SALT LAKE CITY — The Utah Supreme Court will decide whether a bear who killed a Pleasant Grove boy was a "natural condition" of the wild or a danger that wildlife officials should have killed or at least warned campers about.
Samuel Ives, 11, was killed June 17, 2007, when he was pulled from his tent in American Fork Canyon and attacked by a black bear. The bear had terrorized the same campsite earlier that day and had been classified as a Level 3 nuisance, which mandated that state officials locate and kill the bear.
After an unsuccessful search for the animal, the campsite was left unattended and empty, without any notice of the earlier attack to warn prospective campers. That night, the bear slashed through Samuel's tent and pulled him out of his sleeping bag. The child's body was later discovered nearly 400 yards away. The bear was located and killed the next day.
Ives' family sued the state of Utah and the Division of Wildlife Resources for wrongful death, arguing that the state's failure to take action to close the campground and warn Ives' family of the dangers was an act of negligence for which they should be held liable.
The case was dismissed in 4th District Court, citing governmental immunity.

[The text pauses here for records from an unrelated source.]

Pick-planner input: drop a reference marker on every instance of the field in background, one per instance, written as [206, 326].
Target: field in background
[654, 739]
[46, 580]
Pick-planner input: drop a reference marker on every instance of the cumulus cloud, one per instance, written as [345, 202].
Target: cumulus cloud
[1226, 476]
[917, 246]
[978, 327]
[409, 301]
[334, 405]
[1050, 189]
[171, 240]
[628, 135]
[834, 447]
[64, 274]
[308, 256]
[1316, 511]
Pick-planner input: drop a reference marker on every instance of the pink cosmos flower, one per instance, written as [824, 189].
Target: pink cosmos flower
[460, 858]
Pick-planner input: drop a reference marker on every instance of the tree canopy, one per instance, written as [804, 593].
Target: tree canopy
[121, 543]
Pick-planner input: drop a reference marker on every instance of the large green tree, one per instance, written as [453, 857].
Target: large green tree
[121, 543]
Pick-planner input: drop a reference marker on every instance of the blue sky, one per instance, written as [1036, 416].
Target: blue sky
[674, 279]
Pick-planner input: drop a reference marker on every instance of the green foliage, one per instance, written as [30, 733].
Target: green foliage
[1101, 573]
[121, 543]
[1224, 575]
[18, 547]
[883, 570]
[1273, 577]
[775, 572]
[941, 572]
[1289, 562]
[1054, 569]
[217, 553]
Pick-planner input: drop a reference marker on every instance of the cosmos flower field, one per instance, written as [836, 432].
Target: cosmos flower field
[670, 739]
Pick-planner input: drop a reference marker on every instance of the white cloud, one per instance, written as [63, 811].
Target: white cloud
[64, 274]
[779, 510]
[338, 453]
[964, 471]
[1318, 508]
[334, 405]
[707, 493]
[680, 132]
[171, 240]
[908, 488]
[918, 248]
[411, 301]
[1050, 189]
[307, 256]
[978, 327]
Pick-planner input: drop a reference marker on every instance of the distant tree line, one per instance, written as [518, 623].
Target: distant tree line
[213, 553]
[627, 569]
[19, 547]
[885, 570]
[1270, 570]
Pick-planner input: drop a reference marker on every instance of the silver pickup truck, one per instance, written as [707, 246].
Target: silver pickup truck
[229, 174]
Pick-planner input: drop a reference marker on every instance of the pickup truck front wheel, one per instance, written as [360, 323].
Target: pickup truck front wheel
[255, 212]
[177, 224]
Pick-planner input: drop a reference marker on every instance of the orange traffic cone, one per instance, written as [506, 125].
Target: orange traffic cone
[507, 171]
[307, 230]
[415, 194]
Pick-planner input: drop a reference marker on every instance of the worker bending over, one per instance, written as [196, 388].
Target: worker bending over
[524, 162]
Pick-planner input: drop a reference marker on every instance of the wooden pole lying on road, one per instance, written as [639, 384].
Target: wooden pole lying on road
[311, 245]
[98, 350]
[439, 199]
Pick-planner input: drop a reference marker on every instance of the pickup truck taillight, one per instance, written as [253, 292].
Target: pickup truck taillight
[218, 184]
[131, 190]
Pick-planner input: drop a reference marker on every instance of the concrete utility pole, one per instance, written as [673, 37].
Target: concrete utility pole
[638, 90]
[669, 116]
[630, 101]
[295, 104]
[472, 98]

Jonah Orlofsky, attorney for the boy's family, said the area where his clients were that night was frequented by campers and was an obvious campsite, complete with a fire pit and an area cleared for tents.
He said that while the state wasn't required to protect the surrounding areas, the lawsuit alleges negligence at the campsite because that was the exact area where the bear had earlier ripped open a tent with campers inside. Campers in that incident were able to chase the bear away.
Orlofsky compared the case to another where the state set up a fence to protect children from a river that ran alongside a playground. Although the river had long been there and was a "natural condition," when the state decided to fence the area, it took responsibility. When a child later found a hole in the fence and drowned in the river, the state was held accountable.
He argued that the state had a specific policy to protect citizens against dangerous black bears, and once it implemented that policy, it had an obligation to citizens.
Peggy Stone, the assistant attorney general who argued on behalf of the state and the DWR, said that the state has an "internal policy" — not a law — that encourages it to protect citizens from aggressive bears. She argued that the bear was a "natural condition" that exempted the state from liability.
But Judge Gregory Orme of the Utah Court of Appeals, who sat in on the hearing for retiring Supreme Court Justice Michael Wilkins, referred back to the case involving the fence by the river. Once the decision was made to implement the bear-related policy, he asked whether there was a governmental obligation to "do it right" and follow through.
An opinion will be issued in the case in the coming months.